Israeli Prime Minister Benjamin Netanyahu on Tuesday signed historic agreements denounced by the Palestinians with the United Arab Emirates and Bahrain, under the aegis of Donald Trump who hopes to appear as a “peacemaker” before the US presidential election.
“After decades of division and conflict, we are witnessing the dawn of a new Middle East,” said the President of the United States at a ceremony with great fanfare in the gardens of the White House .
After asserting that “five or six more Arab countries” would “very soon” follow the example of the two Gulf States, he then referred to an even more ambitious goal of “seven or eight”, “including the big ones”, Saudi Arabia “when the time comes”.
Benjamin Netanyahu considered that the deal sealed in Washington was a “turning point in history” likely to “end the Arab-Israeli conflict once and for all”.
Faced with assistance provided despite the pandemic, he was not stingy in compliments to his “friend” Donald Trump, before launching, in Arabic, to his new interlocutors: “Assalamu Alaikum”, “that peace be with you ”.
On the other hand, he remained silent on the fate of the Palestinians, who were largely absent from Tuesday, even if the ministers of the Emirates and Bahrain recalled their cause.
Welcoming “a change in the heart of the Middle East”, UAE Foreign Minister Sheikh Abdullah bin Zayed Al-Nahyan personally thanked Benjamin Netanyahu “for choosing peace and for stopping the annexation of Palestinian territories” – – even if the latter ensures that it is only a postponement.
Bahrain’s foreign minister Abdel Latif al-Zayani has clearly called for a “two-state solution” to end the Israeli-Palestinian conflict.
The Israeli Prime Minister signed bilateral agreements with the two ministers, before a joint declaration initialed by the three men and the American president.

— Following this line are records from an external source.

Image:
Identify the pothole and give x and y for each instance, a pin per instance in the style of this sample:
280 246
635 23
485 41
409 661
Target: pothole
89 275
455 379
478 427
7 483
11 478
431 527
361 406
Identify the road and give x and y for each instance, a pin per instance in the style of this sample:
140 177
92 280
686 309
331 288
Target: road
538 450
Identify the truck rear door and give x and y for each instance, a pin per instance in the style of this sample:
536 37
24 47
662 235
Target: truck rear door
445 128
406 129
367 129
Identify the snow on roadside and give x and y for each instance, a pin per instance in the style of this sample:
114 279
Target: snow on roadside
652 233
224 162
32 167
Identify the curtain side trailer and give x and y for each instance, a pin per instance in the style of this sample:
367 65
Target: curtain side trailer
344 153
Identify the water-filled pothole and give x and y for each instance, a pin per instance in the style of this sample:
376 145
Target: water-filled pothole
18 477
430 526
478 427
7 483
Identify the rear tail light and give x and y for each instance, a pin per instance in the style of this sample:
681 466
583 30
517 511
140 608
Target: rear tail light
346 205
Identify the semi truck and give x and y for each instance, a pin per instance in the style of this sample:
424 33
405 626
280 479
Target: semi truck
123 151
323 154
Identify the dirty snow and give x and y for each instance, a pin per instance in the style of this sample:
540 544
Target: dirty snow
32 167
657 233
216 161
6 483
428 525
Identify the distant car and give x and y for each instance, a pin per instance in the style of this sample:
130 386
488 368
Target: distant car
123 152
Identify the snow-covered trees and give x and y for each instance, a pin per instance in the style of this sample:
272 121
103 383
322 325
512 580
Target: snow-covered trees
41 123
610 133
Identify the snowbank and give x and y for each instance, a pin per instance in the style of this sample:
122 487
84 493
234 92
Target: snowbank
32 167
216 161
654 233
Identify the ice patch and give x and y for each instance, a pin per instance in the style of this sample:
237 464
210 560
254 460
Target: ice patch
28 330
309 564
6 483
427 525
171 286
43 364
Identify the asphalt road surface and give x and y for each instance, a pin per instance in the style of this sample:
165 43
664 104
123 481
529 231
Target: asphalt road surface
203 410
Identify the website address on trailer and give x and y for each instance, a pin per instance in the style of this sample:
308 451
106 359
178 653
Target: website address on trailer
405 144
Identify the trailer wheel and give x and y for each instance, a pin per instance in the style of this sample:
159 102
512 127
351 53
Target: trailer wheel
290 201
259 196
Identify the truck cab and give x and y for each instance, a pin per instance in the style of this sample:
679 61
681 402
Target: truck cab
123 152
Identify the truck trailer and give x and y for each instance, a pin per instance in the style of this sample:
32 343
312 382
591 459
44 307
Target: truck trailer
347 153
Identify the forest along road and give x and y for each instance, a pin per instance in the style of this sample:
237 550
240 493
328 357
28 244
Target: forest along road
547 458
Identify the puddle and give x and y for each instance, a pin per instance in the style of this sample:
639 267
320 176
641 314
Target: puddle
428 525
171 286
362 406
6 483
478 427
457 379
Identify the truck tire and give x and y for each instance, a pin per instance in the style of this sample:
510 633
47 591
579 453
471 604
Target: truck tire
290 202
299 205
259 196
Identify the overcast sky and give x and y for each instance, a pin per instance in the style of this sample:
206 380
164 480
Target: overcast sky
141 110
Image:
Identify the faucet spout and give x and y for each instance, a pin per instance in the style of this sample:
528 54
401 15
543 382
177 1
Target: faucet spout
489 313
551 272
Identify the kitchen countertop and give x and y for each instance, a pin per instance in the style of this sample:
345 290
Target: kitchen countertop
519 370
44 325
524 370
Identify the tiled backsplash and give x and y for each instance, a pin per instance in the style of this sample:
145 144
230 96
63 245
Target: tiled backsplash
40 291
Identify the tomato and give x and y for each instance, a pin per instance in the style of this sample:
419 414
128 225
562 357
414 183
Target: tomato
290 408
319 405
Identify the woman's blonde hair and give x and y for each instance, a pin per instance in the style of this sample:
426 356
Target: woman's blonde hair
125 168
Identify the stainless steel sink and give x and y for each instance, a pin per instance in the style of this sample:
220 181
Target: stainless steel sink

But, in the era of Covid-19, no handshake has immortalized this moment.
These two Arab countries are the first to recognize Israel from Egypt and Jordan, in 1979 and 1994.
The Emirates and Bahrain, Sunni monarchies, share with the Jewish state an animosity towards Shia Iran, Washington’s number one enemy in the region.
Many Arab oil states have quietly cultivated ties with the Israeli authorities for years, but this normalization offers rich opportunities, especially economic ones, to those countries trying to undo the ravages of the pandemic.
“It is a first-class achievement”, assures David Makovsky of the Washington Institute for Near East Policy, while stressing that it “does not imply the same risk-taking” for the Israelis as that accepted by Menachem Begin, ” when he left Sinai ”to Egypt, or Yitzhak Rabin, when he negotiated with the Palestinian Yasser Arafat.
The “vision for peace” presented in January by Donald Trump, which aimed to end the Israeli-Palestinian conflict, is far from successful: the Palestinian Authority has rejected it outright and denies the US President it. very role of mediator since he chained the decisions favorable to Israel.
“There will be no peace, security or stability for anyone in the region without the end of the occupation and respect for the full rights of the Palestinian people,” Palestinian President Mahmoud Abbas warned on Tuesday.
The Palestinians denounce a “stab in the back” from these countries accused of making a pact with the Hebrew state without waiting for the birth of their state. A few dozen Palestinian activists demonstrated outside the White House during the ceremony.
The Trump administration has always said it wants to shake up the region by bringing Israel closer to its Arab neighbors in a kind of sacred union against Iran. These agreements outline this change of era and seem to relegate the Palestinian question to the background, as the White House hoped.
The Emirati Minister of State for Foreign Affairs, Anwar Gargash, assured that a “strategic breakthrough” was needed, because the “Arab approach of not having contact with Israel” had “not served the aspirations of the Palestinian people ”.
According to David Makovsky, “this is no longer daddy’s Middle East, it’s a new region” where, extraordinary fact, the Arab League refused to condemn the decision of the two Gulf monarchies.
“The Palestinians will wait to see what happens in the American election, but when the dust settles, they will have to rethink their position,” said this ex-American diplomat.
For Donald Trump, who is seeking a second term in seven weeks and so far had little diplomatic progress to present to voters, it is a recognized success even among his Democratic opponents.
Since the announcement on August 13 of the Israeli-Emirati agreement, followed last week by that concerning Bahrain, the camp of the Republican billionaire does not skimp on superlatives to praise his action, worthy of the Nobel Prize winner to believe. the peace.
However, differences have already emerged on the conditions surrounding the agreement with the Emirates.
The American president thus assured Tuesday that he would have “no problem” to sell American fighter planes F-35 in the United Arab Emirates, which wants to acquire some for a long time.
However, Benjamin Netanyahu firmly opposes this sale, to preserve the military superiority of his country in the region.